While there was general agreement that the illustrations in all styles aided in understanding, each of the different styles drew praise from different participants. For example, some participants favored the Classic illustration style (which they characterized as a "cartoon" style) because it was perceived as "race neutral" and because it established a tone that seemed more appropriate for the topic under discussion:

"I thought it was kind of neat to see them talk about anger with the cartoon characters."

"Sometimes it's effective to use cartoons with a serious topic."

Other participants favored the styles used in the realistic illustrated and story format booklets. Reasons given were that the realistic style appeared more modern and more like "real" people they could relate to. Racial representations were another factor:

"I could see race better in this one [a RealStory booklet]."

These findings suggest that CBC's different formats offer important options for more effectively communicating with readers who differ in their preferred styles of acquiring information.


The study conducted by John Snow, Inc., and World Education, Inc., provides an independent, statistical, and qualitative analysis of the overall effectiveness of CBC educational materials. The study was structured to isolate the effects of the booklets apart from other elements of the comprehensive educational programs in which the booklets are typically used: specific environmental factors, larger program objectives and components, and so on.

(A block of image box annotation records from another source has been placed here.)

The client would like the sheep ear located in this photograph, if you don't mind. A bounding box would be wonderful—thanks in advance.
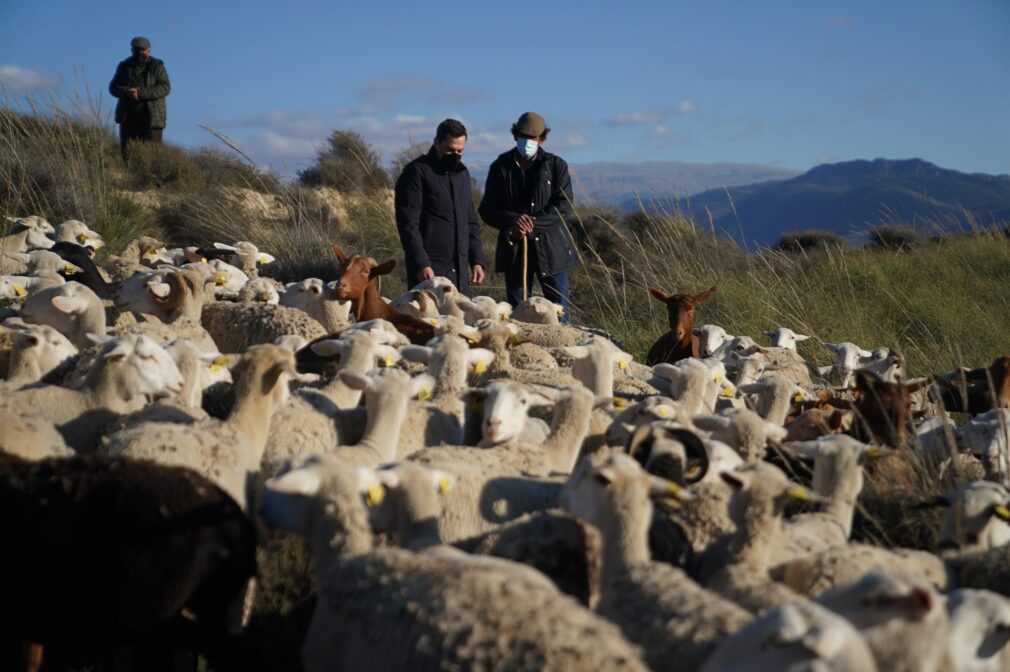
[467,348,495,373]
[691,415,731,431]
[562,346,589,360]
[400,346,434,364]
[694,285,716,303]
[376,345,403,367]
[369,259,396,278]
[336,370,371,390]
[266,467,322,497]
[309,339,344,357]
[648,474,694,499]
[147,282,172,299]
[329,243,347,266]
[49,296,88,313]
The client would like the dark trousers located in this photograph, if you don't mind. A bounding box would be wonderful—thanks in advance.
[505,242,572,324]
[119,120,165,161]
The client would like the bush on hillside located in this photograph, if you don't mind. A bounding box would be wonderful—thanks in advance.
[867,224,922,252]
[298,130,392,194]
[775,228,848,252]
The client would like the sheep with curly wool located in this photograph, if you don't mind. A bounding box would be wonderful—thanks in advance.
[0,335,183,452]
[261,456,645,672]
[281,278,350,333]
[944,589,1010,672]
[20,282,106,350]
[4,324,78,388]
[701,601,878,672]
[562,444,750,671]
[816,570,954,672]
[101,345,297,510]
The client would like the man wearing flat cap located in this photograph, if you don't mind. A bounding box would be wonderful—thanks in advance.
[109,37,171,161]
[479,112,579,322]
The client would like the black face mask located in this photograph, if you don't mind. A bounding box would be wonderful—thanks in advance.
[438,154,460,173]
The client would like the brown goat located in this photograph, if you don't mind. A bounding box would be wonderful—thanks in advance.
[332,243,435,346]
[852,370,930,448]
[645,286,715,366]
[935,355,1010,415]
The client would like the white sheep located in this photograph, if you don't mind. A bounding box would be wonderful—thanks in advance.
[765,326,810,351]
[3,334,183,452]
[261,456,645,672]
[20,282,106,350]
[816,570,954,672]
[701,601,878,672]
[101,345,297,511]
[562,444,750,671]
[945,589,1010,672]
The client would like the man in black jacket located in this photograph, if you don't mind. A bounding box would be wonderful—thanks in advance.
[480,112,579,322]
[109,37,172,161]
[395,119,487,293]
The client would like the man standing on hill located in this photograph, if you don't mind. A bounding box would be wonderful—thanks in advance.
[109,37,171,161]
[480,112,579,322]
[395,119,487,293]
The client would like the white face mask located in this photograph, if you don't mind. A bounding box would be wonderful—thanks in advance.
[515,137,540,159]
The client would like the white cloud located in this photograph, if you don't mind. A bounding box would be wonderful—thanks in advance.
[603,100,698,126]
[0,66,58,93]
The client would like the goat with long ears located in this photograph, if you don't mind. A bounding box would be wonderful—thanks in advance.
[332,243,435,346]
[645,285,715,366]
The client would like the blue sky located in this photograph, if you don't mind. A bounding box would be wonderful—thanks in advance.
[0,0,1010,174]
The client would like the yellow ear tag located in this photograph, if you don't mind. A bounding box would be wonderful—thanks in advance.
[786,486,807,501]
[365,483,386,506]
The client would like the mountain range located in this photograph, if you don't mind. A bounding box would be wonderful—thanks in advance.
[670,159,1010,246]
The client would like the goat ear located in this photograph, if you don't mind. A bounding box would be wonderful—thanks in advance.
[694,285,716,303]
[369,259,396,278]
[330,243,347,265]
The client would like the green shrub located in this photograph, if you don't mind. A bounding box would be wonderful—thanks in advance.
[298,130,391,194]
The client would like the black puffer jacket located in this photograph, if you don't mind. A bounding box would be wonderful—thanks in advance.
[396,147,488,293]
[480,148,579,275]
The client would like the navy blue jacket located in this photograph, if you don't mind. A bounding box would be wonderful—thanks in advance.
[395,147,487,292]
[481,148,579,275]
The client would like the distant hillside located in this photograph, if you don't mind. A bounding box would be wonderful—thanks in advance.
[681,159,1010,246]
[470,161,799,202]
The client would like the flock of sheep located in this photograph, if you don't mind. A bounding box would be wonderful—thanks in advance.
[0,211,1010,672]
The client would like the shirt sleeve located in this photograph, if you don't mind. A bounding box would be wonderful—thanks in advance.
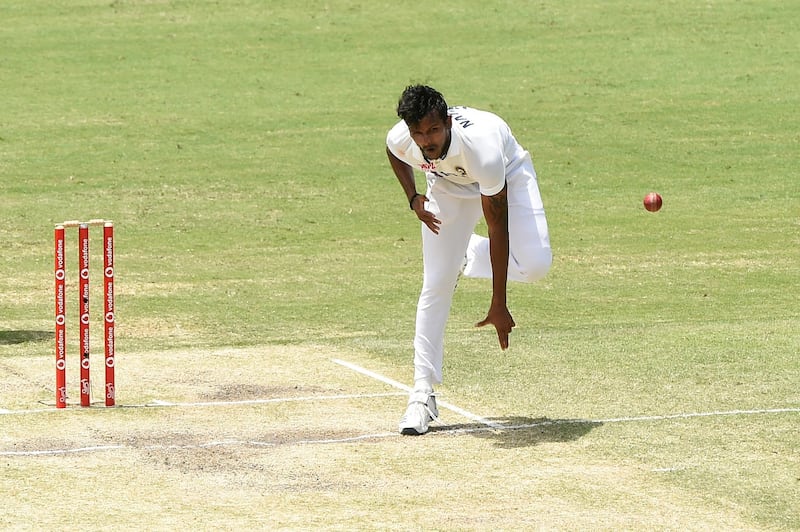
[465,131,506,196]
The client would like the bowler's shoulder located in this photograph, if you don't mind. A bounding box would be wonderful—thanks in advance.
[447,106,507,136]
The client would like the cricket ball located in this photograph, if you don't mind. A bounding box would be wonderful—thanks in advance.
[643,192,662,212]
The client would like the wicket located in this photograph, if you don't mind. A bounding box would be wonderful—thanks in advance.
[55,220,116,408]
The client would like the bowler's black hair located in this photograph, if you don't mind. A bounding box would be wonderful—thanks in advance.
[397,85,447,124]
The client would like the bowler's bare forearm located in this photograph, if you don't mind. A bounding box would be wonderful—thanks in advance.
[481,187,509,305]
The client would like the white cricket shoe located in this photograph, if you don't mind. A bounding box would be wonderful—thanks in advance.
[399,391,439,436]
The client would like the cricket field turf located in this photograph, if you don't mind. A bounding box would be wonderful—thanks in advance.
[0,0,800,530]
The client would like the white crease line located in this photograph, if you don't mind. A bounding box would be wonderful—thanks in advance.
[331,358,503,430]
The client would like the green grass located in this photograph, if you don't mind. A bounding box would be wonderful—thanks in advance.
[0,0,800,529]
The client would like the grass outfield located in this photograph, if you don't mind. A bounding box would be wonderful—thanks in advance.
[0,0,800,530]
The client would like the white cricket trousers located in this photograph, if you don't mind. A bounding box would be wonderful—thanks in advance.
[414,157,552,391]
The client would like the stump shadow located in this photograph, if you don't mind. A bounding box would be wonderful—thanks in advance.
[0,331,54,345]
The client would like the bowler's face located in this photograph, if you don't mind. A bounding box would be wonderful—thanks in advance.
[408,111,452,160]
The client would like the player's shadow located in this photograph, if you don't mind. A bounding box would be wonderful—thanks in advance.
[430,416,602,449]
[0,331,53,345]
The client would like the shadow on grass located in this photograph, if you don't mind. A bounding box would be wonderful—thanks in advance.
[0,331,53,345]
[430,416,602,449]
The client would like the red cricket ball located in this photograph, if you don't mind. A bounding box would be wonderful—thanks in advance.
[643,192,663,212]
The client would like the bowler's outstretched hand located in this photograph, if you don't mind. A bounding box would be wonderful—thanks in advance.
[475,305,517,351]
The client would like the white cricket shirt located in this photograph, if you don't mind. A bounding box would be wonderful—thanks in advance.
[386,107,530,196]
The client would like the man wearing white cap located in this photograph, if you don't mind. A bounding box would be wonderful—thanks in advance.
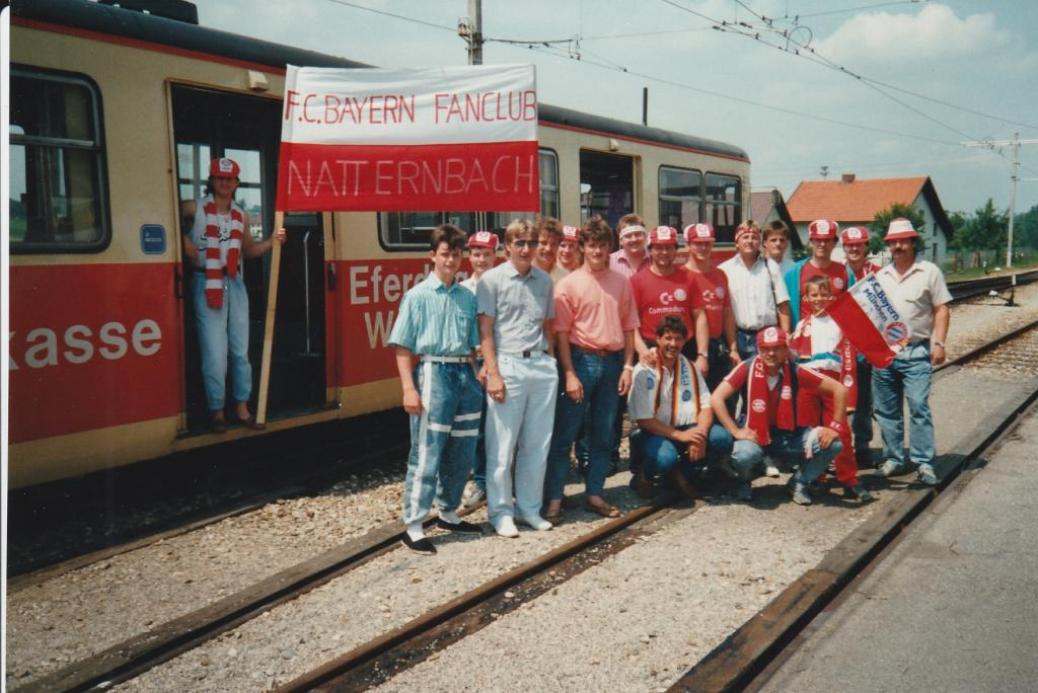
[786,219,854,325]
[872,218,952,486]
[609,214,651,279]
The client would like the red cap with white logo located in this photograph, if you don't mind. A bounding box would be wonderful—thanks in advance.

The study demonstrates that CBC materials are a highly effective means of transferring knowledge and influencing readers' intention to act in positive ways. The study also confirms that the materials are regarded as easy to read and relevant to the lives of teenage readers.

The general findings of this study are consistent across all the booklet formats studied. Statistical data yielded similar findings for all racial groups included in the study and across all other demographic variables that were identified.

The study did reveal some differences in the extent to which participants intended to change their behavior in positive ways. Generally speaking, the amount of increase reported in participants' intention to act was proportional to the amount of knowledge about the topic in question reported in pre-surveys: Those readers who had the least prior knowledge of a given topic reported the greatest increase in their intention to act; those with the most prior knowledge had the smallest increase.

These findings are consistent with the stages-of-change behavioral model, which holds that people pass through several distinct stages on their way toward behavior change. Different types and levels of intervention are required at each of these stages. As people progress along the continuum of change, it may become more difficult to measure the smaller, incremental gains in knowledge and changes in attitudes that accumulate to move individuals into new stages of change. In the later stages, repeated and multifaceted exposure to information and motivation is required to overcome resistance and continue progress toward the ultimate goal of adoption of a new behavior. Thus, the impact of a booklet will be greatest on those who possess the lowest preexisting level of information and motivation.

The Channing Bete Company, Inc., recognizes the importance of providing effective educational materials to its customers and readers. The Product Effectiveness Study with In-School Teenagers is part of CBC's ongoing efforts to test and ensure the effectiveness of its educational materials.